ミシェル・ヨーが語る、『エブリシング・エブリウェア・オール・アット・ワンス』に巡り合うまでの物語
Rolling Stone Japan / 2023年3月13日 15時45分
第95回アカデミー賞授賞式で、映画『エブリシング・エブリウェア・オール・アット・ワンス』が作品賞など最多7部門を受賞。主演のミシェル・ヨーはアジア系として初めて主演女優賞に輝いた。香港映画界のアイコンがマルチバースを舞台とする不条理コメディに出演し、キャリアで学んだすべてを発揮するまでの物語とは。米ローリングストーン誌のインタビューをお届けする。
第95回アカデミー賞 最多7部門受賞
★作品賞
★監督賞:ダニエルズ(ダニエル・クワン、ダニエル・シャイナート)
★脚本賞:ダニエルズ(ダニエル・クワン、ダニエル・シャイナート)
★主演女優賞:ミシェル・ヨー
★助演男優賞:キー・ホイ・クァン
★助演女優賞:ジェイミー・リー・カーティス
★編集賞
無限の可能性が存在する多元宇宙、あるいはマルチバースのどこかでは、ミシェル・ヨーは4歳でバレエを始めていないのだろう。中国系マレーシア人の彼女は、未来のプリマドンナを目指してイングランドに留学するものの、背中を痛めてその夢を諦めることになる事態を見事に回避するに違いない。その宇宙では、彼女がミスコンに出場して優勝することもなかったのかもしれない。

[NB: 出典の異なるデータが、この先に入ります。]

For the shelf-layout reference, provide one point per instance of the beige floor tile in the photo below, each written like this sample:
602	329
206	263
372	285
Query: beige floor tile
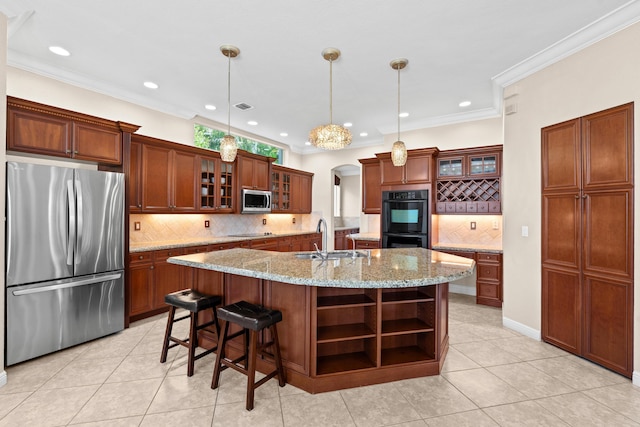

仲の良い友人が彼女の写真を知人のプロデューサーに渡したことをきっかけに女優になるのではなく、何か他の道を歩んでいるはずだ。そこでは当然、彼女は香港映画界の黄金時代のアクションムービーアイコンではない。90年代後半にボンドガールを演じることもなく、『グリーン・デスティニー』に代表されるインスタントクラシックの数々にも出演しておらず、マーベル作品で主役顔負けの存在感を発揮することもなく、気丈で口達者な義理の母親役で強烈なインパクトを残してもいない。ましてや、おもちゃの目玉にディルド、そして尻栓が登場する複雑な格闘シーンがあるプロジェクトに、彼女が携わることは絶対になかったはずだ。
幸運にも(Luckilyーー腰を据えて話す機会に恵まれると、彼女がたびたび口にする言葉だ)、我々は何もかもがあるべき形で存在している宇宙に生きている。整然と並べられたドミノを倒すかのように、プライベートの面でも仕事の面でも理想的なステップを重ねてきたこの宇宙の彼女は、キャメル色のコートとベイビーブルーの猫目のサングラスというルックで、風が心地いい2022年3月のある日にテキサス州オースティンで取材に応じながら、自分がいかに幸運であるかを強調する。その女神が今も彼女に微笑んでいるのだとすれば、注文したマルガリータが間もなく出され、彼女は丁寧に礼を述べるはずだ。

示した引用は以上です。